Lately I’ve been reminiscing on how open as a child I was and how it was through my youth that I felt more connected because my heart was open. I’ve come to the point that human beings get lost in thinking relationship is exclusive to sentient beings. Relationship pertains to all things - like what you’ve been intuiting about having lucid dreams through the act of writing them down and being in relationship through that process itself.

And your point about stabilization in keeping the lucid dream going has to do with passiveness is absolutely true. I find I pop out of a lucid dream when I “grasp” onto it and try harder in controlling it versus going with the flow on an even keel, hence this is more passive.


I think that the Vipashyana comparison is an excellent one. In Vipshyana practice we watch each phenomenon as it arises and then passes. We learn to do his from a perspective of pure, non-dual awareness. When we get it right our emptiness is always full…and always empty. In this way, its capacity is limitless.

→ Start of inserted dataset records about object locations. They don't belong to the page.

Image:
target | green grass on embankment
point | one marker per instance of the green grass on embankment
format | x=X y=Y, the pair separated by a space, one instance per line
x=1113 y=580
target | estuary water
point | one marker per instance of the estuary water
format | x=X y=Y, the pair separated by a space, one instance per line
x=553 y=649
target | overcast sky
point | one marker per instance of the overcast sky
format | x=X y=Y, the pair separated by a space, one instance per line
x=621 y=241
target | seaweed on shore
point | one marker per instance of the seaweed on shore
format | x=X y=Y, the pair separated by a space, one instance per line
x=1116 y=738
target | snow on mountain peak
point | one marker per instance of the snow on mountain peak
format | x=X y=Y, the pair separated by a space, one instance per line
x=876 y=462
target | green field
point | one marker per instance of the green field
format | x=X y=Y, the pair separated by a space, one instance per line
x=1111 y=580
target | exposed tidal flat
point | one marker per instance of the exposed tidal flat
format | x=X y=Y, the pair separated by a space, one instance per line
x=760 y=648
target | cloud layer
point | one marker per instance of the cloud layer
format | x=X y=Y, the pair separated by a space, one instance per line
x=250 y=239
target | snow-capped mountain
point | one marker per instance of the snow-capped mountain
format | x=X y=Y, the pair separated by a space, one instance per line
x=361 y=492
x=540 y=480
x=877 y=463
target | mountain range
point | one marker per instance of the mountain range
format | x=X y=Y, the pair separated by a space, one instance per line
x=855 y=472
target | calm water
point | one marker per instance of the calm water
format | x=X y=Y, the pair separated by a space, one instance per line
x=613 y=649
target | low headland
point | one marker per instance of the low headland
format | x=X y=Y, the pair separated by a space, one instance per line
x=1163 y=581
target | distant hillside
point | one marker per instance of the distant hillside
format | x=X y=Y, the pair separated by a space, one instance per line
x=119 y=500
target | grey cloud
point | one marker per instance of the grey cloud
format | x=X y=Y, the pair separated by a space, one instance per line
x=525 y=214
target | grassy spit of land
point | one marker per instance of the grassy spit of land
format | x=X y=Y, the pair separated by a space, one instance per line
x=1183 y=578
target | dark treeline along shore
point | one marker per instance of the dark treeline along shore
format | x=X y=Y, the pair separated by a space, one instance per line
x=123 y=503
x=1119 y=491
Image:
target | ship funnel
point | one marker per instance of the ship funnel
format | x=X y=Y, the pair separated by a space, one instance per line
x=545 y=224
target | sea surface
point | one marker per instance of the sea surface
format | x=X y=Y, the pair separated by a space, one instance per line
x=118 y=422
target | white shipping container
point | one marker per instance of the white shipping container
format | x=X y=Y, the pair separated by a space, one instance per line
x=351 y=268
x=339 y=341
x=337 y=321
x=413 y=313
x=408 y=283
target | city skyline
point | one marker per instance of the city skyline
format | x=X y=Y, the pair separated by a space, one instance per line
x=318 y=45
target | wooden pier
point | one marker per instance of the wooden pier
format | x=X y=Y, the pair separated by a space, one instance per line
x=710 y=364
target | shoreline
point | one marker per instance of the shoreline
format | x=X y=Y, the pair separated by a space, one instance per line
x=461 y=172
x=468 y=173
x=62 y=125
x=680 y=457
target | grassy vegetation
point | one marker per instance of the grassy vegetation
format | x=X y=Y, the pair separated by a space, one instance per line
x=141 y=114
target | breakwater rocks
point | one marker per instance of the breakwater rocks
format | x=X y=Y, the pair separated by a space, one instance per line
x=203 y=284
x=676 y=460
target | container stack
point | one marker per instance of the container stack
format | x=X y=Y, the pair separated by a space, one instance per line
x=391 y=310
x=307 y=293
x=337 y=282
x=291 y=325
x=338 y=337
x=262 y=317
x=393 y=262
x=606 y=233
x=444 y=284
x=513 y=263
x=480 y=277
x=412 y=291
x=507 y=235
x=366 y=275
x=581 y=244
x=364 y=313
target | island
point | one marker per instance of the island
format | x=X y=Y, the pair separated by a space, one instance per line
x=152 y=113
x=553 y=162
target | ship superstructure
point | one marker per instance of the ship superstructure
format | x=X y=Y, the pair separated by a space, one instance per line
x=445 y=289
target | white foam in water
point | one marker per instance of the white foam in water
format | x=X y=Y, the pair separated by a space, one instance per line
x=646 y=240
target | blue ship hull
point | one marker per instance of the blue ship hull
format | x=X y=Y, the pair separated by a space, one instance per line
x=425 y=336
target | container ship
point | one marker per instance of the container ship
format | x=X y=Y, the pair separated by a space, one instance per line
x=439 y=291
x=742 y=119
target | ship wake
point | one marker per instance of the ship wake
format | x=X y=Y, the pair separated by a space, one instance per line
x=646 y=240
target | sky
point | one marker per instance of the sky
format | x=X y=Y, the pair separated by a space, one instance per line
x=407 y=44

This, btw, is how I journal my dreams. I still get up in the night to write each one down…but then I let them go, creating space for the next in the emptiness.

I always go back to James Low’s image of the cornucopia that is constantly flowing out into the void as it is constantly being filled.

Yes…it is hard to remain in that passive state sometimes, though…right?

I have found that there is so much more to learn from a dream when I remain consciously passive than when I begin to direct the flow.


I am coming to realize that too, that I should let my mind direct the flow and not my ego, which wants (fill in the blank). I admire your discipline to write down your dreams when your wake up and then go back to sleep, though when I awake during the night I record them with my Apple Watch, semi successfully. I have to trust that my intent is pure and that it will get through the amazing muck I’ve created over the years! Yesterday, I started a recommended practice from a Dream Sharing Group friend that seems to help with that, and led to some interesting hypnopompia this morning. Peace.


I like that even better…

There’s something about the use of pen and paper that seems to create longer lasting imagery.


I believe writing is a form of thinking and memory and being a good writer is learning how to edit and revise what is first on the page. That being said, I don’t find it that useful for my dream recall except for key words and phrases to trigger memory. Otherwise, my handwriting is so poor that to write everything down is laborious and that keeps me awake more than I’d like, given the trouble I have getting into the sleeping and dreaming states anyway. How often do you go back and read about your dreams?


Very seldom. The ones that were transformative are burned into my long term memory. There are a dozen or so of them over the last three years.

For me, the writing every night is a good thing as I like to wake up a bit between sleep stages. Sometimes it’s just a few key phrases and other times I fill an entire page.